As I said, it probably doesn't apply to Greece, so I'll withdraw that particular reference.
Ah, what's that you wrote, Cac? A poor match for Greece? Well, you're right there :) Guess we should just chalk that one up to blatant anti-Americanism. Their loss.
You can travel further back than Theodore Roosevelt's Great White Fleet and find plenty of anti-Americanism, and none of it will be based on interventionism. Like anti-Semitism, there has always been a strain of anti-Americanism in Europe. Perhaps it is because we were too Anglo-Saxon, too Protestant, too industrious, too free, too proud, too... whatever. We were inferior upstarts in any event, and useful only as a political pawn; the current vision of Uncle Sam as manipulator is supremely ironic.
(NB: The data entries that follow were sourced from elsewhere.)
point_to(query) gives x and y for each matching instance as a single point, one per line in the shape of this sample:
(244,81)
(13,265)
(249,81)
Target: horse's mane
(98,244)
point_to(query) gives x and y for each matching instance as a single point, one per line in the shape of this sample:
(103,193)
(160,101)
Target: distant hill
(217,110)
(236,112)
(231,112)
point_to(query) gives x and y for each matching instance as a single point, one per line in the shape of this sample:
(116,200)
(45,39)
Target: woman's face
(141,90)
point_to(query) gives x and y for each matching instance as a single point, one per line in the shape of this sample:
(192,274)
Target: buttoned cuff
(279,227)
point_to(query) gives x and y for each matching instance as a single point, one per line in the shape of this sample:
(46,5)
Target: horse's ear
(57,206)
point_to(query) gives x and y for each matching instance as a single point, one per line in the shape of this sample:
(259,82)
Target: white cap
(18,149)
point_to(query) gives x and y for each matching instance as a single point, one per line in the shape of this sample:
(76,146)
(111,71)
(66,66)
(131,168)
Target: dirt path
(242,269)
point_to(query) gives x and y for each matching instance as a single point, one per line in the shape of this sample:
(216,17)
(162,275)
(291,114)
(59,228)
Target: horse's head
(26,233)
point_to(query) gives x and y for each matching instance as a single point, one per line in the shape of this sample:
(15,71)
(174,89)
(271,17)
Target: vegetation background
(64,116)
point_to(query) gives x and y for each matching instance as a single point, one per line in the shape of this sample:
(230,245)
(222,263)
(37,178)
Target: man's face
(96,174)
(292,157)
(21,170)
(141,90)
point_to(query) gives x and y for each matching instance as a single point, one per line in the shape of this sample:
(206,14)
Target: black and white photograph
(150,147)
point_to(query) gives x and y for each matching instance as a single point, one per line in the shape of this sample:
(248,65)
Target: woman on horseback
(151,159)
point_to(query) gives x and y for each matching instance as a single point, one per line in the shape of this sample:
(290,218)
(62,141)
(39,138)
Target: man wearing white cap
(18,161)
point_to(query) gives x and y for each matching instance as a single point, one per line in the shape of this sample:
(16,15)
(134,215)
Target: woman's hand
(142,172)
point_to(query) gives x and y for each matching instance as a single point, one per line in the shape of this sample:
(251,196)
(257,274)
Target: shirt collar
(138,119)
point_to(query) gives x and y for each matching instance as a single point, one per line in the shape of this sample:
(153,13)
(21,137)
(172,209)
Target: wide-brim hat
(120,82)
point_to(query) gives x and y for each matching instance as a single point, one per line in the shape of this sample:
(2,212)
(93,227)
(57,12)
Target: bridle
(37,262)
In any event, it doesn't matter. We piss a lot of these people off only because they want to be pissed off, whether out of envy or manufactured political unrest. Kiss their butts or kick them, they seem to have the same brand of friendship for us.
And that may just be the biggest difference between us and them (Greeks inclusive).
"If you could disguise your nationality you would not find any insolence here. These shopkeepers detest the English and despise the Americans. They are rude to both, more especially to the ladies of your nationality and mine.
However, these people are not impolite to Russians or Germans. And as to rank, they worship that, for they have long been used to generals and nobles."